The thing was, we did, our house was falling apart. I was unable to cook or clean (that was when Pat learned how to make fettuccine - easiest recipe in the world), and Pat was too busy with a full time job, taking a class three times a week at night to get his engineering license, plus studying, plus taking care of our three children. It just wasn't a pretty sight. We were falling apart at the seams.

So when he told me that the bishop offered to send help over I told him that next time he asked he needed to take him up on it. He balked at the thought, but then he conceded that as hard as he was trying to be mom, dad, breadwinner, etc. he just couldn't do everything! So, we decided that we would simply ask for three meals a week, just until Rachel arrived (two months later). Fortunately, the bishop did ask again, and the RS president came over to assess the situation, and to clean my kitchen...bless her heart. The compassionate service leader arranged for a few meals to be brought over, and for another sister to come over and do our laundry. They didn't come often, which was fine, it was so greatly appreciated...and much needed.
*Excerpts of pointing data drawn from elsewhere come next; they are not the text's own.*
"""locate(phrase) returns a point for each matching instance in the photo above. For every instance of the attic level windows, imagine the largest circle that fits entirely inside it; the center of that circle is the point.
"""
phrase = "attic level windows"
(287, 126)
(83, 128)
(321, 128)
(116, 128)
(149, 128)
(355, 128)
Since then I am more in tune with how sensitive others are to receive service. The lesson I learned from this was that those that serve need blessings in their lives also.

A few weeks ago I was talking to a dear friend and told her that my mom had moved in. She said, "Oh, Sandy!" and what she meant was, how will you handle this? I reassured her that we'd be fine. Then I told her that I know that I will get the blessings that I need in order to help my mom, and I know that I will.

I am so grateful for the times in my life where I have needed to accept the service of others, it has made me more sensitive to others and to my mom and her feelings of inadequacy.